Remote Management (API)

The Management API provides an HTTPS control plane for administering a deployed agent without SSH. See the full Management API documentation for endpoint details.

Enable on an existing deployment

Add to config.yaml:

api:
  enabled: true
  port: 7778

Or via environment:

TELETON_API_ENABLED=true teleton start

The API key is generated on first start and printed to the log. Use --json-credentials to capture it programmatically.

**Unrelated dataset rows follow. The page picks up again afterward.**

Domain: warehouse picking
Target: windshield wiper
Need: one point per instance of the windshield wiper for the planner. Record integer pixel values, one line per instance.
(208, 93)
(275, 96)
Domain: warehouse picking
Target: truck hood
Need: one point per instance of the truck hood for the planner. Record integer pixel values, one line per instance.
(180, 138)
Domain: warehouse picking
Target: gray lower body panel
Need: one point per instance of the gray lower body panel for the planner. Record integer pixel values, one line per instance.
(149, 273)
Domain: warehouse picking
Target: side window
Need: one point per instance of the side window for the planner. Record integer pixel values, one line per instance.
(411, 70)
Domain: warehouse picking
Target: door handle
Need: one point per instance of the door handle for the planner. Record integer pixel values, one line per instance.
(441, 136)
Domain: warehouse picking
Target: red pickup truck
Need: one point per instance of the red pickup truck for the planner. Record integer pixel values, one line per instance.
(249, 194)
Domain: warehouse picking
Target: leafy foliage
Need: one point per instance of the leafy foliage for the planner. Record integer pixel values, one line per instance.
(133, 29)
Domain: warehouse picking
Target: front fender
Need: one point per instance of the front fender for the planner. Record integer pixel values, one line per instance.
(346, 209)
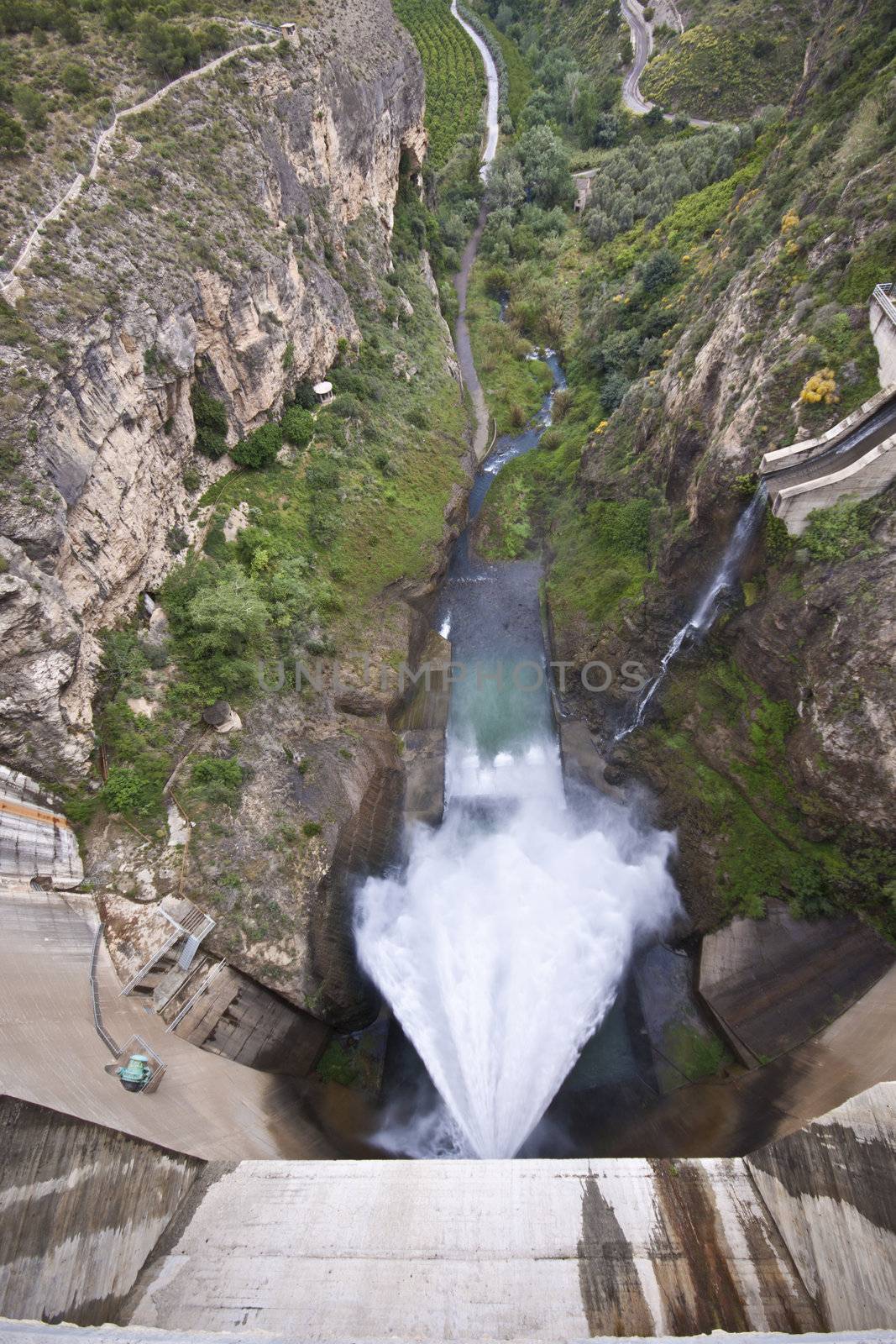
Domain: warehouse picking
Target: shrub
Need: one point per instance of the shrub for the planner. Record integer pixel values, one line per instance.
(215, 780)
(297, 427)
(613, 391)
(821, 387)
(322, 474)
(347, 407)
(832, 534)
(13, 138)
(660, 270)
(210, 443)
(210, 418)
(259, 448)
(129, 792)
(176, 539)
(76, 80)
(29, 107)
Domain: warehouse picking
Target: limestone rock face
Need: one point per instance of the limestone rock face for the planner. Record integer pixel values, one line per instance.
(102, 433)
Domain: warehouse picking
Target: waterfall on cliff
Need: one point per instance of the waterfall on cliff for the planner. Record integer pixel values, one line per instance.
(503, 944)
(707, 608)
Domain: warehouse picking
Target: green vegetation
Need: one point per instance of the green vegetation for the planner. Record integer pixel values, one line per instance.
(725, 74)
(259, 448)
(833, 534)
(694, 1053)
(217, 781)
(454, 74)
(515, 385)
(504, 526)
(211, 423)
(512, 66)
(602, 557)
(752, 806)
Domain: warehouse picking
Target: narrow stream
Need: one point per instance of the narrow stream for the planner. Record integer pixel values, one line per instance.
(503, 942)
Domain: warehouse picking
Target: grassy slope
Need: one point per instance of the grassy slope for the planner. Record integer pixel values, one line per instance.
(453, 69)
(790, 222)
(725, 71)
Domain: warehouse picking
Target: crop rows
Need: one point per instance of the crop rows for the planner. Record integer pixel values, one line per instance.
(453, 69)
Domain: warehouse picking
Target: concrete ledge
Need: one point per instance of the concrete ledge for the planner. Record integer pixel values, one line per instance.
(862, 480)
(806, 448)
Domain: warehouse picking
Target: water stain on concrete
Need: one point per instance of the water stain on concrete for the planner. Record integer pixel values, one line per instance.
(611, 1294)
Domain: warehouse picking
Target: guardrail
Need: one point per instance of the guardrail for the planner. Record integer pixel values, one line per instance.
(94, 998)
(212, 974)
(883, 300)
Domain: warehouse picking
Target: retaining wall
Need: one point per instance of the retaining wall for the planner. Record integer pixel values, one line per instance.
(81, 1209)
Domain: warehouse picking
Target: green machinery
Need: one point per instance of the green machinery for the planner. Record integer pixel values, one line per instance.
(136, 1073)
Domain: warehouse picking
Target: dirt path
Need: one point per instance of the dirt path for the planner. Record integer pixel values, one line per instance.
(463, 279)
(8, 282)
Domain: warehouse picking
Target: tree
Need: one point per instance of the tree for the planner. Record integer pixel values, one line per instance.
(13, 138)
(211, 423)
(606, 129)
(613, 391)
(546, 168)
(506, 186)
(660, 270)
(259, 448)
(297, 427)
(228, 616)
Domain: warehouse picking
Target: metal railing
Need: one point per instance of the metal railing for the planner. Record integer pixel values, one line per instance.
(94, 998)
(194, 927)
(212, 974)
(883, 300)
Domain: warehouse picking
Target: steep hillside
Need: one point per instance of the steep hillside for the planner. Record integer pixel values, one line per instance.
(250, 233)
(694, 323)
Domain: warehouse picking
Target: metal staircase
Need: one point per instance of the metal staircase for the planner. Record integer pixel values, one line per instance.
(174, 963)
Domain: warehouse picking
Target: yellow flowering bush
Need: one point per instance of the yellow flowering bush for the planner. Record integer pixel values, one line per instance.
(821, 387)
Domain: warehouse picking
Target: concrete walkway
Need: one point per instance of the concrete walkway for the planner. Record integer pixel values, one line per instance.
(492, 94)
(463, 279)
(50, 1053)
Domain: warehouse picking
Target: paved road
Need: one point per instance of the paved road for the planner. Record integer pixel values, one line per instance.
(842, 454)
(461, 280)
(642, 44)
(492, 98)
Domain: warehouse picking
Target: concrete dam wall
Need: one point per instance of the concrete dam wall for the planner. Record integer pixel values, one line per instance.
(82, 1209)
(546, 1250)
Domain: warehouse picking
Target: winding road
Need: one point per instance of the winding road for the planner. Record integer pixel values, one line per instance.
(9, 286)
(642, 45)
(492, 98)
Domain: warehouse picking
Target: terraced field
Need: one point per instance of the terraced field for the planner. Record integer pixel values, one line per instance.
(454, 76)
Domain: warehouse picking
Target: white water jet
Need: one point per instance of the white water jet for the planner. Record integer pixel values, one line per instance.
(707, 608)
(503, 944)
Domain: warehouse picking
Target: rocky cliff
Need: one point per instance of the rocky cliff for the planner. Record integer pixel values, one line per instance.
(212, 241)
(239, 239)
(772, 746)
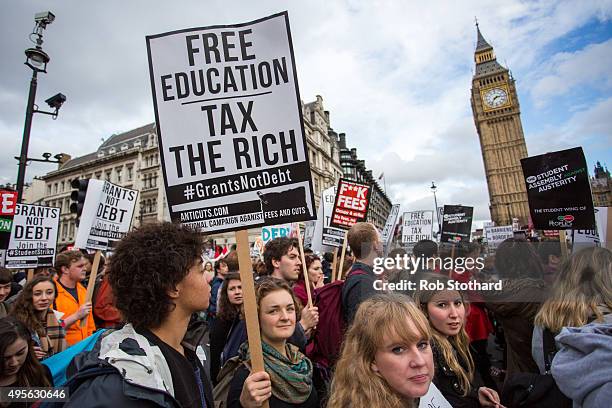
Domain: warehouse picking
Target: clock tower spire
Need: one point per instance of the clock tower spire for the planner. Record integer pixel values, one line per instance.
(496, 111)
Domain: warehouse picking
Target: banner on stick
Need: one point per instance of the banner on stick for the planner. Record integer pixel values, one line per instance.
(418, 225)
(33, 236)
(332, 237)
(456, 223)
(387, 234)
(107, 215)
(497, 235)
(351, 204)
(230, 126)
(559, 191)
(8, 202)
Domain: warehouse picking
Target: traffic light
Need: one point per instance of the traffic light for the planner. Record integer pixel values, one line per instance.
(78, 197)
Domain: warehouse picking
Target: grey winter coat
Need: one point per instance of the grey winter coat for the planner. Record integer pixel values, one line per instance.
(582, 367)
(124, 370)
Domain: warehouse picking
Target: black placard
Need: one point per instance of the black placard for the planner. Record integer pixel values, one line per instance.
(456, 223)
(559, 191)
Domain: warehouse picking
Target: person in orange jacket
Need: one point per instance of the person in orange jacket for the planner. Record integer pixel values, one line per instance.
(71, 296)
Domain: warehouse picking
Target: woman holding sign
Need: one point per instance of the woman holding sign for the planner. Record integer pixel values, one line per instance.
(386, 359)
(33, 307)
(455, 376)
(287, 381)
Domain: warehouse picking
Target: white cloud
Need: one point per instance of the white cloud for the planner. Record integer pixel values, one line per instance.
(564, 72)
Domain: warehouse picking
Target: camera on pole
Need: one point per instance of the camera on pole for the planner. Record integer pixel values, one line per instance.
(78, 197)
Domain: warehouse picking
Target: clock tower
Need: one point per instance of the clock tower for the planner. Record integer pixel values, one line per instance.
(497, 116)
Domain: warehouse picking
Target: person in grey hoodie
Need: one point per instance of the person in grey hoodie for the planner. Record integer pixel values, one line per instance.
(581, 294)
(158, 283)
(582, 368)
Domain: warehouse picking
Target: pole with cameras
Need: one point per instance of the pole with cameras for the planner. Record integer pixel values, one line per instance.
(37, 60)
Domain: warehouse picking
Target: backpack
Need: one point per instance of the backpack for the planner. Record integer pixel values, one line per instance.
(528, 390)
(224, 378)
(325, 347)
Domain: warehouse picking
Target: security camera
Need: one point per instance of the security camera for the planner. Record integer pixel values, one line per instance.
(44, 18)
(56, 101)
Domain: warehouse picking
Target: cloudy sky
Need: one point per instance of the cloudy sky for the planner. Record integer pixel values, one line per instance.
(395, 75)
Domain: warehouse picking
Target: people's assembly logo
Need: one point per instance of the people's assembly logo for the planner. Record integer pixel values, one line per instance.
(562, 221)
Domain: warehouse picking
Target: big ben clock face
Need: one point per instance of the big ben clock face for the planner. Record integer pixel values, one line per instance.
(495, 98)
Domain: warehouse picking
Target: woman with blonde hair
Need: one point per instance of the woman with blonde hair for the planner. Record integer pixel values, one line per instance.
(582, 293)
(386, 359)
(456, 375)
(34, 308)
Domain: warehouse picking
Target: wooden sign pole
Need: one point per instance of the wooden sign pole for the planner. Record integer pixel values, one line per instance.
(563, 242)
(92, 282)
(341, 266)
(450, 272)
(304, 269)
(250, 302)
(608, 240)
(334, 265)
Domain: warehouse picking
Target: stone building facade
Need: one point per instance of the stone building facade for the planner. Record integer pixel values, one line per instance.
(355, 169)
(601, 187)
(497, 116)
(131, 159)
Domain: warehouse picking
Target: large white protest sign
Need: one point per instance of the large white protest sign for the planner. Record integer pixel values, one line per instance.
(497, 235)
(417, 226)
(33, 236)
(387, 233)
(268, 233)
(107, 215)
(229, 123)
(332, 236)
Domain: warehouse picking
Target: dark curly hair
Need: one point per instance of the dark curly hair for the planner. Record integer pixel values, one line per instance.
(24, 311)
(227, 311)
(276, 248)
(148, 263)
(31, 373)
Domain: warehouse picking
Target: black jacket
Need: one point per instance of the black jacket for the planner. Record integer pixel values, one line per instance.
(124, 370)
(358, 286)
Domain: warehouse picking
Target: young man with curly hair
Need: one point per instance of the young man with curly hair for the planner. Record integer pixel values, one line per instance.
(158, 281)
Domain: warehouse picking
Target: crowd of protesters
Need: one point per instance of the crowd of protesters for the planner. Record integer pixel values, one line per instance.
(172, 332)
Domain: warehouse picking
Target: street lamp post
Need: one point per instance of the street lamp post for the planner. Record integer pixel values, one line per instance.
(434, 188)
(37, 60)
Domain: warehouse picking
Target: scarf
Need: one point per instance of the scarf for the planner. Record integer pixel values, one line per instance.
(291, 376)
(55, 340)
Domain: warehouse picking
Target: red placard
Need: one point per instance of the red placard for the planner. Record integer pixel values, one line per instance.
(351, 206)
(8, 202)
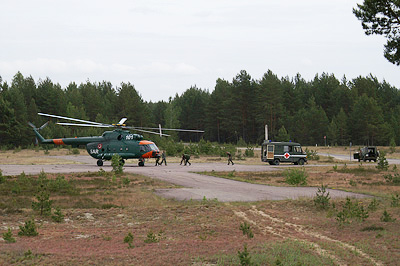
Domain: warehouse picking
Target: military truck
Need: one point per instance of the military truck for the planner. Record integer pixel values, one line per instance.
(282, 152)
(368, 153)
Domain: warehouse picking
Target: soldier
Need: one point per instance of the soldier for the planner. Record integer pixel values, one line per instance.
(163, 158)
(187, 158)
(229, 158)
(158, 160)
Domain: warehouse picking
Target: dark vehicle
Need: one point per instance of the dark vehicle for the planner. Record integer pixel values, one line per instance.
(370, 153)
(282, 152)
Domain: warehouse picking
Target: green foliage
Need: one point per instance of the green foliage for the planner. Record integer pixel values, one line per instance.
(395, 200)
(387, 217)
(373, 205)
(29, 229)
(393, 179)
(2, 178)
(117, 164)
(244, 256)
(129, 240)
(249, 152)
(154, 238)
(352, 210)
(58, 216)
(321, 199)
(296, 177)
(363, 110)
(381, 17)
(43, 203)
(8, 237)
(382, 162)
(245, 228)
(312, 155)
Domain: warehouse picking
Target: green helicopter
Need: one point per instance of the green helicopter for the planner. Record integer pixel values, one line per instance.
(119, 141)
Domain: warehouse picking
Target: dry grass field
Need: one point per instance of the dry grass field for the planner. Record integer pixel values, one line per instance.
(101, 210)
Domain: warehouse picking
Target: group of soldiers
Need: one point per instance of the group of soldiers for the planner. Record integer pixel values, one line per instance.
(185, 159)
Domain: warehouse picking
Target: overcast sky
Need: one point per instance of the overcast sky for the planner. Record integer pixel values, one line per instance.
(165, 47)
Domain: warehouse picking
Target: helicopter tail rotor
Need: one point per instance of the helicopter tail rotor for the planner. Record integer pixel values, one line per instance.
(37, 130)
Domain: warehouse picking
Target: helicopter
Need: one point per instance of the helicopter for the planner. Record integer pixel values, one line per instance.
(118, 141)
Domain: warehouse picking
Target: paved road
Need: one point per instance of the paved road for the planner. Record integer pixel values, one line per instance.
(347, 158)
(194, 186)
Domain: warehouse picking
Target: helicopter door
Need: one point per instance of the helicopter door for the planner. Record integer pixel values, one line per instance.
(270, 152)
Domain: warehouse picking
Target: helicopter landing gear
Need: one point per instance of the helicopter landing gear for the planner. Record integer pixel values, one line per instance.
(141, 162)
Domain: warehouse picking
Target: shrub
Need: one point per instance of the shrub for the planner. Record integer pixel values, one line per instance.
(395, 200)
(387, 217)
(312, 155)
(29, 229)
(8, 237)
(129, 239)
(245, 227)
(394, 179)
(382, 162)
(117, 163)
(58, 217)
(43, 203)
(296, 177)
(321, 200)
(244, 256)
(352, 210)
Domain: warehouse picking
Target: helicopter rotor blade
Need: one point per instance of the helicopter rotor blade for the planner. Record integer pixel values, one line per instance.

Bootstrap a fresh VPS (no config needed)

teleton start --api --json-credentials > /tmp/creds.json

This starts the API server without any configuration. Use the /v1/setup/* endpoints to configure the agent remotely, then POST /v1/agent/start to boot it.

systemd with API

Update the service file to expose the API:

Environment=TELETON_API_ENABLED=true
# Optionally output credentials to journal on first start:
# Environment=TELETON_JSON_CREDENTIALS=true

Docker with API

Expose port 7778 alongside the WebUI:

docker run -d \
  --name teleton \
  --restart unless-stopped \
  -e TELETON_API_ENABLED=true \
  -v teleton-data:/data \
  -p 7777:7777 \
  -p 7778:7778 \
  ghcr.io/tonresistor/teleton-agent

Environment Variables

Complete list of environment variables recognized by Teleton Agent:

Variable Purpose Default
TELETON_HOME Root data directory ~/.teleton
TELETON_API_KEY LLM provider API key from config
TELETON_TG_API_ID Telegram API ID from config
TELETON_TG_API_HASH Telegram API hash from config
TELETON_TG_PHONE Telegram phone number from config
TELETON_WEBUI_ENABLED Enable WebUI ("true" / "false") from config
TELETON_WEBUI_PORT WebUI port 7777
TELETON_WEBUI_HOST WebUI bind address 127.0.0.1
TELETON_API_ENABLED Enable Management API false
TELETON_API_PORT Management API HTTPS port 7778
TELETON_JSON_CREDENTIALS Output API credentials as JSON on startup false
DEBUG Enable debug logging unset
VERBOSE Enable verbose logging unset
NODE_ENV Node.js environment "development"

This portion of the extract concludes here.